The population of Roosevelt, N.J., in
northwestern Monmouth County, numbering less than 1,000, is engulfed in a civil
war over a proposed Orthodox day school at Congregation Anshei Roosevelt.
The conflict has been accompanied by the discovery of an anti-Semitic poster, a reported scuffle inside the synagogue and a recall petition against Roosevelt's mayor, also a former president of the synagogue.
"It has turned ugly," Etzion Neuer of the Anti-Defamation League told The Jewish State, a weekly newspaper in New Brunswick. "The level of vitriol being used here seems to go a lot further than zoning, taxes or simply about a synagogue board issue."

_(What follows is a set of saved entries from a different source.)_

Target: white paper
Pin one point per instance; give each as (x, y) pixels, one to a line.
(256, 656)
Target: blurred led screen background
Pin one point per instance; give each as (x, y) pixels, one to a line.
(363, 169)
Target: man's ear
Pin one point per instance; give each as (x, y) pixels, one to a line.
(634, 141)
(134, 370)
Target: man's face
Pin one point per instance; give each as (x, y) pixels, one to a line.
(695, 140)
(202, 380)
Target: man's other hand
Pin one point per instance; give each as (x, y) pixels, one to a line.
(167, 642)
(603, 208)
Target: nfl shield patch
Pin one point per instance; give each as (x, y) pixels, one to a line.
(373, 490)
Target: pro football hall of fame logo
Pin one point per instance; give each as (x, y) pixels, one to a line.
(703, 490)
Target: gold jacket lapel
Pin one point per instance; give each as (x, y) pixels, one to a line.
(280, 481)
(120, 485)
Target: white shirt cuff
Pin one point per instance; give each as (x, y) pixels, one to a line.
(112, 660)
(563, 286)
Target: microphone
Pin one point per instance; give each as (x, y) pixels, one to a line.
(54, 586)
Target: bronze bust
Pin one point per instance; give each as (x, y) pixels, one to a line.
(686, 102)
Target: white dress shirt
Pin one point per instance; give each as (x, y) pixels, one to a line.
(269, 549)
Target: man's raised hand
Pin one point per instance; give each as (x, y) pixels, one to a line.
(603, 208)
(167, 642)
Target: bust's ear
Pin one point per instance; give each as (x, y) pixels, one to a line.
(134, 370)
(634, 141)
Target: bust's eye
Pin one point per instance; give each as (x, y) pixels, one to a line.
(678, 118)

Current synagogue president Elly Shapiro explained that the day school plan is being considered to maintain the synagogue's existence. "There's been a core group of us trying to keep (it) alive," she said.

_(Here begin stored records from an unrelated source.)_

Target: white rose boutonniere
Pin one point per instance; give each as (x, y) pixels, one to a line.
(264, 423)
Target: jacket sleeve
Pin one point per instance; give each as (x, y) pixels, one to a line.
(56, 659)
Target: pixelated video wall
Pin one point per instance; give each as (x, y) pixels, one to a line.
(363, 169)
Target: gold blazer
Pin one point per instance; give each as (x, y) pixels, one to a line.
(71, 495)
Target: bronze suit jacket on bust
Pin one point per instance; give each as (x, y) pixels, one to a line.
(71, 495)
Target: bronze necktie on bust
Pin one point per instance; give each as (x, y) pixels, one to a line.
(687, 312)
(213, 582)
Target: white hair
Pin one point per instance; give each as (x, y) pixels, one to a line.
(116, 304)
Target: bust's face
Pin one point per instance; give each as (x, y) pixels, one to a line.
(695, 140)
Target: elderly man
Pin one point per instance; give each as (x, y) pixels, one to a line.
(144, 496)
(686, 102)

The Jewish State reported that the flap can be traced back to March when two representatives of Yeshiva Me-On Hatorah in New York's Riverdale section proposed creation of a yeshiva at the synagogue. Roosevelt is located south of Princeton.
Borough administrator Robert Clark said in the August 5 edition that the borough has not yet received applications for official action from the yeshiva or its representatives.

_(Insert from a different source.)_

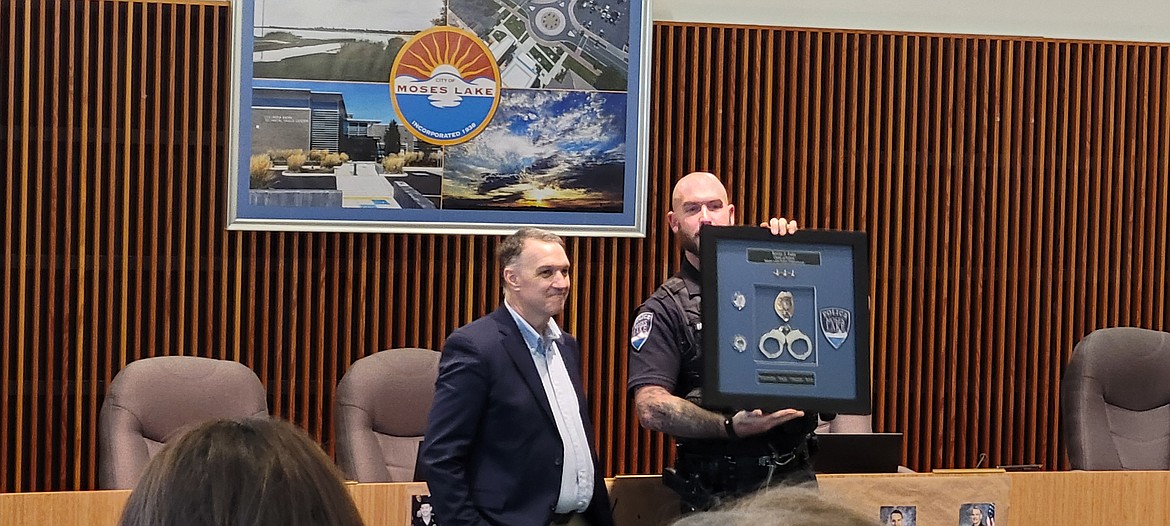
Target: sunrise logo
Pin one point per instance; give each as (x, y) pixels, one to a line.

Opponents objected to the yeshiva at a borough council meeting and circulated a petition to recall Mayor Neil Marko, the former president of the temple. Residents demonstrated outside the synagogue on July 28 during the congregation's annual meeting. Some opponents are Jewish.
Jay Goldman, declaring himself the proxy for his stepfather, Nobert Singer, a congregation member. "I got about halfway inside, and they couldn't find the name Nobert Singer on the list, so one of the congregants grabbed me and lifted me out," he told the newspaper.
In a related article in The Jewish State, state police said they were investigating the discovery of an anti-Semitic poster that was affixed to the borough's bulletin board at the post office.
The poster was reported to include a drawing of a house with the words "Mayor Marko's yeshiva," plus a picture of a truck filled with Zyklon B, the gas ued in the Nazis' extermination camps.
Other news outlets reported that Marko has been accused of a conflict of interest, and this situation was the latest in a series of episodes in which residents were angered with Marko's performance as mayor.